Although I dare not emulate that Star Wars Review guy because it would require me to watch this movie again, I will discuss my reasons for bashing this movie here.
First and foremost, filmmakers who falsely advertise their work about one thing to get people in the door bother me to hell. This is often done for competitiveness, like Ants and A Bugs Life, or Final Fantasy having nothing to do with the game series (naming him Sid was a cheap movie). What I am referring to here is the trailers portray this movie about real-life superheroes. The main character states he is not some Peter Parker superhero who somehow miraculously develops some sort of special ability, yet his speedy recovery from a knife wound and car pummeling miraculously make him immune to some undefined level of pain. I acknowledge this could happen neurologically, but the premise was that he was an ordinary kid trying to making a difference as an influence to other normal people (presumably the audience). Instead he was a device to appeal to the raging hormones of teenage boys. Again, I am fine with a movie aimed at a particular audience, except the other half of the audience who expected a movie like Zach and Miri make a porno, Superbad, or maybe even Juno with the sarcastic yet awkward humor and bizarre real-life situations aimed toward younger adults, were shafted. The trailers had me stoked about a humorous/realist approach bringing awareness to the methods, intentions, and dangers faced by real-life superheroes (refer to the Examples section in this link). I knew it was a lie when a maturized child (if bootylicious can make it into the dictionary, so can I make up my own words) saves the main character by slashing off limbs, plunging knives into a drug ring of black men.
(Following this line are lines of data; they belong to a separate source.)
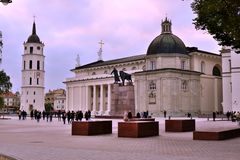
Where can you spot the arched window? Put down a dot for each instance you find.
(38, 65)
(30, 64)
(216, 71)
(152, 85)
(203, 67)
(183, 64)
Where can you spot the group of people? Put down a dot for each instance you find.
(61, 115)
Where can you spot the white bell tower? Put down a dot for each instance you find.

The movie held true to its claim for the first 30 minutes maybe. A kid attempts to do good in his neighborhood, facing his fears and landing himself close to death when he is stabbed by a bully (the car crash was overkill, but it provided the superhero ability). He has a crush on a girl who stereotypes him as a loser and hence avoids contact with him (are the old cliches the best?), until rumor of his accident reaches her ears and she becomes his sex slave (way to teach about protecting oneself when sexual impulses strike guys). Her character provides no other purpose than the tamed desirable, number one anti-feminist crime a movie can commit. But its okay because it is for a particular young male audience. The cheap thrills and sex scenes (her and him fucking randomly in an alley, how saucy) are lame, overused, blantantly obvious to anyone who isn't a layman when it comes to avoiding Hollywood crap for films with substance and decent storytelling. It also screams Transformers 2 when you shift focus of the camera to the badass little girl for the second half of the movie rather than continue to develop and move the story around the established main character Kick-Ass. Change the title to Teen Titan Raven impersonator and include some of the unpredictable gore in the trailers and you will actually be advertising the movie I regret paying to see.
And no I will not apologize to those of you who loved it and can't wait for the sequel.
It simply tried too hard.

Since posting this review, I have been informed of a contest credit of Topless Robot. Applicants must submit of 100 word concise description of a real-life super villain, their powerless abilities, and as in many cases their disturbingly absurd intentions.
Awesome. Only because its still a step up from this movie.